La direction de Maghreb Steel se demène

Le secteur de la sidérurgie n’est donc pas encore totalement sorti d’affaire. Si le résultat net de Maghreb Steel l’an dernier était encore négatif, il s’est réduit de 136 millions de dirhams en 2015 à 64 millions de dirhams. L’entreprise est sur une pente ascendante : elle prévoit de réaliser cette année son premier résultat net positif. Surtout, dès l’an dernier, son chiffre d’affaires est reparti à la hausse avec une augmentation de 10%.

La direction de l’entreprise se démène, avec le soutien vraisemblablement du gouvernement, pour trouver de nouveaux débouchés à ses produits. Maghreb Steel a obtenu, au cours du premier trimestre 2017, la certification ISO TS 16949, élaborée par l’International Automotive Task Force, afin de vendre ses tôles à tous les industriels du secteur automobile dont le nouveau venu PSA. Le sidérurgiste fait également partie du consortium mené par Nareva qui a remporté en mars 2016 l’appel d’offre pour les cinq parcs éoliens d’une capacité totale installée de 850 MW. Il devrait fournir, si tout va bien, 50 000 à 60 000 tonnes d’acier pour les mâts des éoliennes.
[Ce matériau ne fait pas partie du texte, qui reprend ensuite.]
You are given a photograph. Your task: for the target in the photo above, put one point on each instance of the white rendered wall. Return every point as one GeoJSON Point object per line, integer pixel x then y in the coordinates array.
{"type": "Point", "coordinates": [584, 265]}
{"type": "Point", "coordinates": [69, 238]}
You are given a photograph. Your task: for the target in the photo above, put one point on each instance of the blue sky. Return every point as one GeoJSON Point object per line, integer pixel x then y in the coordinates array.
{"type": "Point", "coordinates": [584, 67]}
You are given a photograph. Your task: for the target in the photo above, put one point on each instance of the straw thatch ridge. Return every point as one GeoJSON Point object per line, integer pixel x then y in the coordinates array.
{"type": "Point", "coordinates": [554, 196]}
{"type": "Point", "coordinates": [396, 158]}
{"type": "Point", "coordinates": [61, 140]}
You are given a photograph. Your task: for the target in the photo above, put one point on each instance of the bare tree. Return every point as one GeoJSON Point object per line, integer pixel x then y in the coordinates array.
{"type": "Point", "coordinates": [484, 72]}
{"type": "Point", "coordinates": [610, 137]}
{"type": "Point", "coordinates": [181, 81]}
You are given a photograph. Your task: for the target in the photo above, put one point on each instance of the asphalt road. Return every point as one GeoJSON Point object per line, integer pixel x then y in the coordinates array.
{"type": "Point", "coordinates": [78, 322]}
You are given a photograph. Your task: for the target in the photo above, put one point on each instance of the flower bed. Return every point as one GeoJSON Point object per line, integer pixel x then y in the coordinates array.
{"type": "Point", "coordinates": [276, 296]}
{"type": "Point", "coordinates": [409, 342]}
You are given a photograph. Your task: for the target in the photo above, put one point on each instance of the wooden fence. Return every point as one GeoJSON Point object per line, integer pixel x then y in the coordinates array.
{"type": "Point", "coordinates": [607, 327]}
Avec tous ces projets et contrats, en mars 2017, Maghreb Steel n’utilisait cependant encore que 60% de ses capacités de production, rapporte l’Economiste.

La situation de la Sonasid - 41% de part de marché dans la vente de rond à béton et de fil machine au Maroc - est bien moins prometteuse. En 2016, elle voyait son résultat net dégringoler de -37 à -46 millions de dirhams et son chiffre d’affaires perdait encore 400 millions de dirhams. Pour sortir la tête de l’eau, l’entreprise misait en 2014 sur la création d’une plateforme de démantèlement des navires et sur la création d’une centrale d’achat de la ferraille locale. La Sonasid a également signé un accord avec Nareva qui doit lui permettre de tirer de l’énergie éolienne près de 80% de sa consommation électrique dès 2018, à un coût moindre que sur le réseau classique. Tous ces projets seront-ils opérationnels à temps pour lui permettre de résister au retour de la concurrence des importations si le ministère renonçait à proroger ses mesures de protection ?

*Les chiffres publiés par le ministère de l’Economie et des finances et l’Office des changes ne sont ni assez précis, ni assez réguliers pour nous permettre de conclure.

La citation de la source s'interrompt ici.